La Couple, codenamed “Bauvohaben 21” was a giant Nazi complex built in the Pas-de-Calais region of northern France.
The bunker was an ambitious project to construct a permanent V-2 launch installation in the side of a disused chalk quarry, capped by an immense concrete dome.
The V-2 (German: Vergeltungswaffe 2, “Retribution Weapon 2”) was the world’s first long-range guided ballistic missile, designed to attack Allied cities in retaliation for the Allied bombings against German cities.
The Nazi leadership hoped that a barrage of rockets unleashed against London and southern England would force Britain out of the war. The missile’s operational range of 320 kilometres (200 mi) meant that a launch site had to be close to the English Channel, so a quarry south-west of Saint-Omer was chosen.
Construction of Bauvohaben 21 was commissioned between 1943 and 1944, comprising of a large concrete dome, 5 m (16 ft) thick, 71 metres (233 ft) in diameter and weighing 55,000 tons.
The dome’s designer, Todt Organisation engineer Werner Flos had the dome built on flat ground in situ, and the soil underneath was excavated so that the construction works below would be protected against aerial attacks. The dome was surrounded by a bomb-proof “skirt” or Zerschellerplatte of steel-reinforced concrete, 14 metres (46 ft) wide and 2 metres (6.6 ft) thick.
Beneath it, about 7 kilometres (4.3 mi) of tunnels planned to be dug into the chalk hillside to accommodate workshops, storerooms, fuel supplies, a LOX manufacturing plant, generators, barracks and a hospital. The facility could store a stockpile of warheads, fuel and a complex system of conveyors to launch V-2’s on an industrial scale.
A standard-gauge railway tunnel was to be built to run trains into the heart of the facility, where V2’s and rocket supplies could be offloaded to supply the launch galleries.
The central feature of the complex was a huge octagonal rocket-preparation chamber, 41 metres in diameter and 33 metres high, directly under the concrete dome. To the side of the chamber, two tunnels opened onto the launchpads named “Gustav” and “Gretchen”.

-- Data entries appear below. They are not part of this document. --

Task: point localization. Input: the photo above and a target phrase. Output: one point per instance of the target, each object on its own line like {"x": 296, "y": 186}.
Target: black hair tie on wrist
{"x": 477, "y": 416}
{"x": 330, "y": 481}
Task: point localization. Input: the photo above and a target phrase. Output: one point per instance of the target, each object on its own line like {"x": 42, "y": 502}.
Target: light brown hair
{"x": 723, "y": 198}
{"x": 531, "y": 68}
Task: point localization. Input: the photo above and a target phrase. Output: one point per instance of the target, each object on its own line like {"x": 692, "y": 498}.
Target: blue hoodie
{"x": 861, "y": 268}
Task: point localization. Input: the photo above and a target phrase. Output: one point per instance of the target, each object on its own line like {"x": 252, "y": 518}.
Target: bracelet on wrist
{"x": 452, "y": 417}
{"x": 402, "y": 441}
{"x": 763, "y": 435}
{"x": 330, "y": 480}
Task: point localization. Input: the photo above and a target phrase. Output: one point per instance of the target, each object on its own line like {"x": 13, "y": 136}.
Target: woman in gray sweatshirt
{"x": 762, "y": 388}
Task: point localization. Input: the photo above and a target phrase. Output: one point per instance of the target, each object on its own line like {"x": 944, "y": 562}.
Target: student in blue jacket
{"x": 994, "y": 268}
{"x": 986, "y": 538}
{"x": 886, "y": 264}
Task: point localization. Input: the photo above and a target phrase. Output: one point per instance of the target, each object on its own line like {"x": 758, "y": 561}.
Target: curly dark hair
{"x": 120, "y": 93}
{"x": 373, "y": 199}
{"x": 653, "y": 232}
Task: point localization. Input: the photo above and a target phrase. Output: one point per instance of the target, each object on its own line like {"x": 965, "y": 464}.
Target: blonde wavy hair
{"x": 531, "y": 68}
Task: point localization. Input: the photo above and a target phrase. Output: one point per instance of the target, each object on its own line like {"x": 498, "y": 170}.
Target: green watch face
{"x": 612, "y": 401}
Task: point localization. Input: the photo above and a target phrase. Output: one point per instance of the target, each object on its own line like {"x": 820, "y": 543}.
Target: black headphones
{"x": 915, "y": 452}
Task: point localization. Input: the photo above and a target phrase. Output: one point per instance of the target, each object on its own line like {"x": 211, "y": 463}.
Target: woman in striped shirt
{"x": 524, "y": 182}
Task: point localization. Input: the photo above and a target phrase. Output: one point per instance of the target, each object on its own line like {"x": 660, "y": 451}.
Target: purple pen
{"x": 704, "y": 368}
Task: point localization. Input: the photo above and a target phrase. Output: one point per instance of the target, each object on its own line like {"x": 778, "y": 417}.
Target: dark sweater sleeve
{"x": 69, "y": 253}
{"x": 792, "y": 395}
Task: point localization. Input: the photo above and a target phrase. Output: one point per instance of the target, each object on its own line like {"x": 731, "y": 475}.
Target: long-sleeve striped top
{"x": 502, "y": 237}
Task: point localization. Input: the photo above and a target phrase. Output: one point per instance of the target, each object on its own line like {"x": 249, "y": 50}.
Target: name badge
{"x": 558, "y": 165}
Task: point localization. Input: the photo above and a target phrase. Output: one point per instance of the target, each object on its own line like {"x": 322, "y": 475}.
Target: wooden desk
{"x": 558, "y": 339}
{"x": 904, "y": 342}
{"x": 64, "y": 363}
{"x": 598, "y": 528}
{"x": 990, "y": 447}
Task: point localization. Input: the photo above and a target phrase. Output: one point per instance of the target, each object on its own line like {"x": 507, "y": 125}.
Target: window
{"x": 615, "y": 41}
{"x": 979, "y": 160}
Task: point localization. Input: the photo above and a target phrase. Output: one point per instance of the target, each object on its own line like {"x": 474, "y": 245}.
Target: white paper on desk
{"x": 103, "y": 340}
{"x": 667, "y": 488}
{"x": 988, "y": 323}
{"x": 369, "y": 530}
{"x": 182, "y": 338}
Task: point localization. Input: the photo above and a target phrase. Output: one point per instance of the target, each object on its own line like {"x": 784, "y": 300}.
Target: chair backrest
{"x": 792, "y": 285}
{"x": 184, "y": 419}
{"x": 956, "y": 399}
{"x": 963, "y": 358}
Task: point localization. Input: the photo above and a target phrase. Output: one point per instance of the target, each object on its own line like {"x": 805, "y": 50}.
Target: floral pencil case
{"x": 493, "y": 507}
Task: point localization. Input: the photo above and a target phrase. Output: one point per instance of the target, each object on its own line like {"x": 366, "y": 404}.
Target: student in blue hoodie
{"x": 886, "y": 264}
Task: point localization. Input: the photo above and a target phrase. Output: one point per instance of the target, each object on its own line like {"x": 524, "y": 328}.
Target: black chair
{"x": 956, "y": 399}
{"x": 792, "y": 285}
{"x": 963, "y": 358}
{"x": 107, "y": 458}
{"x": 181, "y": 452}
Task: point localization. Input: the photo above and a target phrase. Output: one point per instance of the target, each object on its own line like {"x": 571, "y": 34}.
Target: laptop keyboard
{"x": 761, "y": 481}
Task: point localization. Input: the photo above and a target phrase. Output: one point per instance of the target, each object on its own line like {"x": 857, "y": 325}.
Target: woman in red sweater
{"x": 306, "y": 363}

The allies first became aware of the activity on the site in August of 1943, when the RAF reconnaissance flights noted extensive new rail sidings. The dome was spotted by the Allied Central Interpretation Unit in November of 1943, however, it wasn’t until March the following year that the allies would begin attacks on the facility as part of Operation Crossbow (Operation Crossbow was the code name of the World War II campaign of Anglo-American operations against all phases of the German long-range weapons programmes including the V-2’s).
Over the next few months, the allies carried out 16 air raids targeting Bauvohaben 21, unleashing some 4260 tons of bombs (for which just a single bomb struck the dome, causing minimal damage).
In June 1994, the RAF changed strategy and began to attack the facility with the recently developed Tallboy bombs. The “Tallboy” was a ground-penetrating earthquake bomb, designed by engineer Barnes Wallis who is mostly remembered for his bouncing bomb used by the Dambusters.
The Tallboy’s completely wrecked the external constructions at Bauvohaben 21 and one Tallboy landed just beside the dome, blowing out the entire quarry cliff face and burying the entrances to Gustav and Gretchen.
The dome survived the bombardments, but the buttresses that supported the bomb-proof skirt became dislodged and tunnels beneath the dome were unpassable. Workers at the time reported that “although the dome had not been hit by the Tallboys, “the whole area around has been so churned up that it is unapproachable, and the bunker is jeopardised from underneath.”
On July 1944, Hitler abandoned his dream to launch V-2s across the channel in mass from Bauvohaben 21 and all construction was stopped. The site was finally abandoned a few days before the Allies reached it at the start of September during the rapid liberation of the area by British, American, Canadian and Polish troops.
In 1986, the Espace Naturel Régional proposed to develop the site into a tourist attraction for the Nord-Pas-de-Calais region with the intention of establishing a World War II museum there which eventually opened in May 1997.